Au charbon, j’attends des braises grises avant de commencer ; au gaz, je préchauffe franchement la grille ; sur plancha, je garde un feu moyen-vif avec un film d’huile très discret. La différence entre un poisson moelleux et un poisson sec tient souvent à trente secondes de trop. Une fois ce rythme trouvé, il ne reste plus qu’à choisir l’assaisonnement qui lui va vraiment.
Les assaisonnements qui font vraiment la différence
Je préfère des assaisonnements courts, lisibles et bien ciblés. Sur ce type de chair blanche, l’objectif n’est pas de masquer le goût, mais de lui donner du relief, un peu de gras, une pointe d’acidité et une note herbacée ou fumée.

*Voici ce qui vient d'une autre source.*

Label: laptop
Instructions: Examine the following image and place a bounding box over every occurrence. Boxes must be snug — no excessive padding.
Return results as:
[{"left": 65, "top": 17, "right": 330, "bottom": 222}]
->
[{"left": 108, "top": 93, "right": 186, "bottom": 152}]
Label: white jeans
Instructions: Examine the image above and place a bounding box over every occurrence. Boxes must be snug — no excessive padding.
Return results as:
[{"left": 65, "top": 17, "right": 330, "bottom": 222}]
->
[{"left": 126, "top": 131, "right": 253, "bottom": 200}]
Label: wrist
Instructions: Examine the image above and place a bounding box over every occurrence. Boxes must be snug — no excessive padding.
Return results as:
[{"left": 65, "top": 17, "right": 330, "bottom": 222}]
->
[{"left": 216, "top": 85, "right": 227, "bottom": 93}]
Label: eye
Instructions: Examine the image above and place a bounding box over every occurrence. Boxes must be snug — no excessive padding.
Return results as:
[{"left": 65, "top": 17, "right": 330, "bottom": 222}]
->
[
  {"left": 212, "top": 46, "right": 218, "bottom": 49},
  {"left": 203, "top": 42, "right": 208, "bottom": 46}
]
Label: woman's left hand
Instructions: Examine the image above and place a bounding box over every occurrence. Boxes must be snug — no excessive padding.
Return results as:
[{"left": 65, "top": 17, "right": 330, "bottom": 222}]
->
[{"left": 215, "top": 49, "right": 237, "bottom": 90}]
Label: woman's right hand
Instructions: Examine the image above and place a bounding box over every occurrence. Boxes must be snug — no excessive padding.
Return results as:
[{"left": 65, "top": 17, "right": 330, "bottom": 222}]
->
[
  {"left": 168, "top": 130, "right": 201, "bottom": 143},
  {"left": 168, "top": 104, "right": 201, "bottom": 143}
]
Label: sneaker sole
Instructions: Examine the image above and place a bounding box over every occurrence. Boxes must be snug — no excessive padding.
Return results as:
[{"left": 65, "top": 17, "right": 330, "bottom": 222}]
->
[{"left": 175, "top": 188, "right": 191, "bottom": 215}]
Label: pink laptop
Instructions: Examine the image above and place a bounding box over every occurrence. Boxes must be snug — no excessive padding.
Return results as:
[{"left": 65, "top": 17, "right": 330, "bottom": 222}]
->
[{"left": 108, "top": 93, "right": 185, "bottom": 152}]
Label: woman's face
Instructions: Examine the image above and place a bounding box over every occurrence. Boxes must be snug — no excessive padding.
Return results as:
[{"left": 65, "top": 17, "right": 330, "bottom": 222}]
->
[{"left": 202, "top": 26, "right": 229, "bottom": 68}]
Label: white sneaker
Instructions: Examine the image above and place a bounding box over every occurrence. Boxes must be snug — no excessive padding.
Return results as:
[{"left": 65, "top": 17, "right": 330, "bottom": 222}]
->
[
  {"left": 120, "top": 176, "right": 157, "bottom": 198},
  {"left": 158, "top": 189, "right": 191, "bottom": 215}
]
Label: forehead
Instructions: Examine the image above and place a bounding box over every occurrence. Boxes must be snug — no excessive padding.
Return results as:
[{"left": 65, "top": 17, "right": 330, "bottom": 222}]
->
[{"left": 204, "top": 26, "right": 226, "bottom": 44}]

| Style | Base | Ce que ça apporte | Mon usage |
|---|---|---|---|
| Méditerranéen | Huile d’olive, citron, persil, ail | Fraîcheur et précision | Idéal pour cabillaud frais |
| Basque | Piment d’Espelette, huile d’olive, thym | Relief sans masquer le poisson | Bon avec une cuisson au charbon |
| Nordique | Aneth, moutarde douce, citron | Très net et élégant | Parfait si la chair est très délicate |
| Fusion douce | Sauce soja légère, gingembre, sésame | Note salée et légèrement fumée | À garder léger pour éviter la brûlure |
Le point commun de ces approches est simple : elles soutiennent le poisson au lieu de le dominer. Je garde aussi la main légère sur le sucre, parce qu’il colore vite et peut brûler avant que la chair soit prête. Avec un assaisonnement juste, on passe d’un poisson correct à une vraie pièce de grillade.

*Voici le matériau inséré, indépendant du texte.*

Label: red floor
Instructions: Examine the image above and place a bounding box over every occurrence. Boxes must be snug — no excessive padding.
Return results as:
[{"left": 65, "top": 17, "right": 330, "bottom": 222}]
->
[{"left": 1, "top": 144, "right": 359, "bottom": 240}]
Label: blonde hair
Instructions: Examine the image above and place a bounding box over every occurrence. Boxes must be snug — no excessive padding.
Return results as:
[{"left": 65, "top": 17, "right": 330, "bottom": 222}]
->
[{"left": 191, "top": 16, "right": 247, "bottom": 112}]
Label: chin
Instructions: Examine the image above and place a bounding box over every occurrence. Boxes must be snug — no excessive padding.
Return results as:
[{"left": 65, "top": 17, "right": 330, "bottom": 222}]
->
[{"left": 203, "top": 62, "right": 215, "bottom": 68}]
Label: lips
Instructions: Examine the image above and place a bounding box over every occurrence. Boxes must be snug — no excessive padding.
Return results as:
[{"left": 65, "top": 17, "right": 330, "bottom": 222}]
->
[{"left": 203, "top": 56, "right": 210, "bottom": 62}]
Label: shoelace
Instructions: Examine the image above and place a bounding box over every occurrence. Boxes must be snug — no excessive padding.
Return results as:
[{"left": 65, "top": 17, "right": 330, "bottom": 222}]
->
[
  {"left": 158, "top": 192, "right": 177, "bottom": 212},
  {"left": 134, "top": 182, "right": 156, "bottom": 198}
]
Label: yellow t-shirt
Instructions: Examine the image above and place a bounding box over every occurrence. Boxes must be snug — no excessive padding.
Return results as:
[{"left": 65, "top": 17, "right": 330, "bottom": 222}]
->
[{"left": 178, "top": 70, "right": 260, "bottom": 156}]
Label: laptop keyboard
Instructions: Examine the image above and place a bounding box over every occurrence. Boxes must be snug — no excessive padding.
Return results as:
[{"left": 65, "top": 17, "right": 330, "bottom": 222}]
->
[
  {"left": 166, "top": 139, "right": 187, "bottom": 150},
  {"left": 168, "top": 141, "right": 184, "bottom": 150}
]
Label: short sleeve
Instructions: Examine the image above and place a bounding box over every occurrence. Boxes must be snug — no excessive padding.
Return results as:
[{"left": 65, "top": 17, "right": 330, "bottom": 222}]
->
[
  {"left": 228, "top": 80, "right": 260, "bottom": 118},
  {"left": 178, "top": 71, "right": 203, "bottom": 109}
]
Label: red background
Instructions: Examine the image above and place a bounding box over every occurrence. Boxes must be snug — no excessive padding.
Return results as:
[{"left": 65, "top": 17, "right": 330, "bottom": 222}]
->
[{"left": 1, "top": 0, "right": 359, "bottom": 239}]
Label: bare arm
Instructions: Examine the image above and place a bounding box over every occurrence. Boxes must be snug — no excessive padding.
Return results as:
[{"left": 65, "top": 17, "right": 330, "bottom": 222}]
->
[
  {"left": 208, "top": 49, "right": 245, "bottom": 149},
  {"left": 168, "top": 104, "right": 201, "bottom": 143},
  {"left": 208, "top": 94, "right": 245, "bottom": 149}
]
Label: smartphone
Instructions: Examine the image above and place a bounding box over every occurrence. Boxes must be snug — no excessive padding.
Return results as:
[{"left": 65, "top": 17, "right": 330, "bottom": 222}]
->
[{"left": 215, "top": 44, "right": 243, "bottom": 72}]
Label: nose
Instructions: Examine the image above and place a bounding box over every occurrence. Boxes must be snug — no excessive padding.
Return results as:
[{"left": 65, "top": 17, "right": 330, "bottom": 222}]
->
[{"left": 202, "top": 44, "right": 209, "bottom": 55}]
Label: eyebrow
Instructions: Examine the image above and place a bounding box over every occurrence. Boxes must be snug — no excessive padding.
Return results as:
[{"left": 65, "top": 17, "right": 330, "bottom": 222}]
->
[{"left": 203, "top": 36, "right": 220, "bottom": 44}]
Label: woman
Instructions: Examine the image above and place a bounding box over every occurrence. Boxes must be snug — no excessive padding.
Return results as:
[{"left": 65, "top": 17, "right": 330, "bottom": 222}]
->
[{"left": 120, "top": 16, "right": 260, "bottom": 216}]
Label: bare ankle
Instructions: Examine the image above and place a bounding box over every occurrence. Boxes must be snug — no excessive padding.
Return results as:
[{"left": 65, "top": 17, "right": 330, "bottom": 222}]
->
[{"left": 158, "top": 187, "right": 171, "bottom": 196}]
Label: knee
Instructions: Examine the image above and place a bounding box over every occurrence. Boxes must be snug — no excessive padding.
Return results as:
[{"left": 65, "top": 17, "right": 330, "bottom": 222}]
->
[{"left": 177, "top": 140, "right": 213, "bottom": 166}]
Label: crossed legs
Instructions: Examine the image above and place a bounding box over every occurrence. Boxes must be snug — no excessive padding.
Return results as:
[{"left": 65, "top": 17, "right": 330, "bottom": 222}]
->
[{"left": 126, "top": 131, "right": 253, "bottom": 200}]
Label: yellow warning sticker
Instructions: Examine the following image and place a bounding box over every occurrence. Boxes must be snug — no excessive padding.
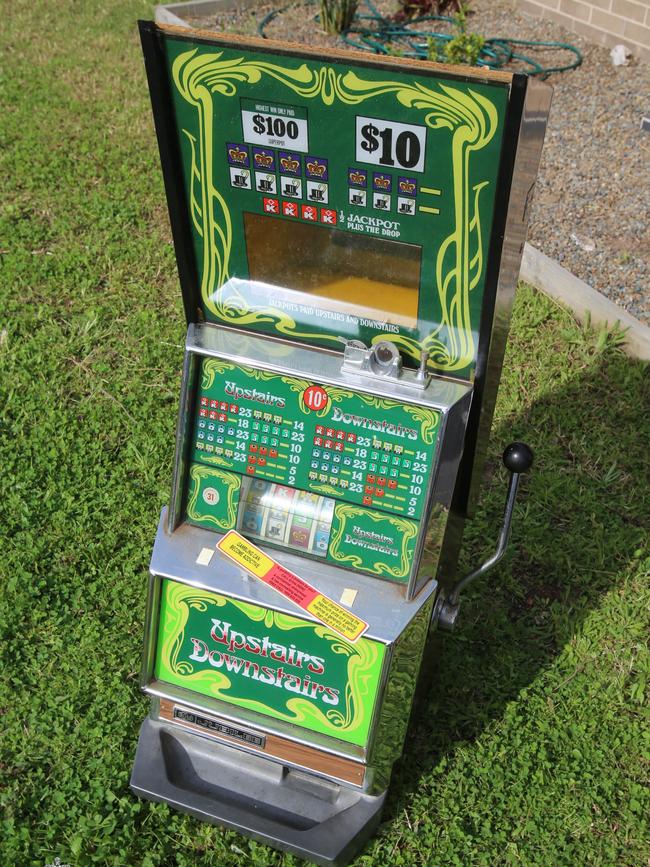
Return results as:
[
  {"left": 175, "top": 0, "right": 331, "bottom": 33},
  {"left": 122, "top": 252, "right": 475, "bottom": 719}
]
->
[
  {"left": 306, "top": 595, "right": 367, "bottom": 642},
  {"left": 217, "top": 531, "right": 275, "bottom": 578}
]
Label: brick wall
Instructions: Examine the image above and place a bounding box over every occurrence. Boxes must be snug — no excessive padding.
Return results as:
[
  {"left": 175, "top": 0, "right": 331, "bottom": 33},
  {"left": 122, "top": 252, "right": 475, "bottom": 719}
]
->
[{"left": 518, "top": 0, "right": 650, "bottom": 61}]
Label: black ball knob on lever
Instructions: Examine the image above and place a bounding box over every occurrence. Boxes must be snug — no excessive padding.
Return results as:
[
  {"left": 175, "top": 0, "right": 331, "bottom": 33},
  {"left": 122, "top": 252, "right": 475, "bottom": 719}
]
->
[
  {"left": 436, "top": 441, "right": 534, "bottom": 631},
  {"left": 503, "top": 441, "right": 534, "bottom": 475}
]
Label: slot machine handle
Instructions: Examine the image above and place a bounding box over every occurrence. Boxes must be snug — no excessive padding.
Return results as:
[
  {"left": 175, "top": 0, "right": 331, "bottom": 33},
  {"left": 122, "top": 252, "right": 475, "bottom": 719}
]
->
[{"left": 436, "top": 442, "right": 534, "bottom": 631}]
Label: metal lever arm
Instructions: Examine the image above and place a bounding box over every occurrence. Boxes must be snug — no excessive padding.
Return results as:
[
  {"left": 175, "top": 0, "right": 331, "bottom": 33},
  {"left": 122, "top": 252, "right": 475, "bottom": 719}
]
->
[{"left": 437, "top": 442, "right": 534, "bottom": 631}]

Les erreurs qui abîment une grillade de poisson
La plupart des ratés sont prévisibles. Je les vois revenir sans cesse, surtout quand on veut aller trop vite ou quand on traite le poisson comme une viande rouge.
- Mettre le poisson sur une grille sale ou insuffisamment chaude.
- Le sortir du frigo puis le cuire immédiatement sans l’essuyer.
- Le retourner plusieurs fois, ce qui casse la chair.
- Le laisser mariner trop longtemps dans le citron ou le vinaigre.
- Choisir un morceau trop mince pour une cuisson directe au barbecue.
Si je dois retenir une seule correction, c’est celle-ci : mieux vaut un feu maîtrisé et une cuisson courte qu’une forte flamme qui saisit l’extérieur puis assèche tout le reste. Quand ces pièges sont évités, il devient beaucoup plus simple de penser à l’accompagnement.
Ce que j’ajoute à l’assiette pour finir juste
Une grillade de poisson fonctionne mieux quand l’accompagnement reste sobre. J’aime partir sur des légumes rôtis, une salade croquante, des pommes de terre grenaille ou un peu de riz parfumé, puis ajouter une sauce nette plutôt qu’un nappage lourd. Avec ce type de poisson, les meilleurs alliés restent souvent une sauce au yaourt et aux herbes, un beurre citronné ajouté hors du feu ou simplement quelques quartiers de citron grillés.
- Légumes grillés pour prolonger la note fumée.
- Féculent simple pour équilibrer une sauce plus vive.
- Herbes fraîches au dernier moment pour réveiller la chair.
Si vous retenez une seule méthode, gardez celle-ci : poisson bien sec, feu bien préparé, cuisson courte et assaisonnement précis. C’est ce trio qui transforme un simple filet de cabillaud en vraie pièce de grillade.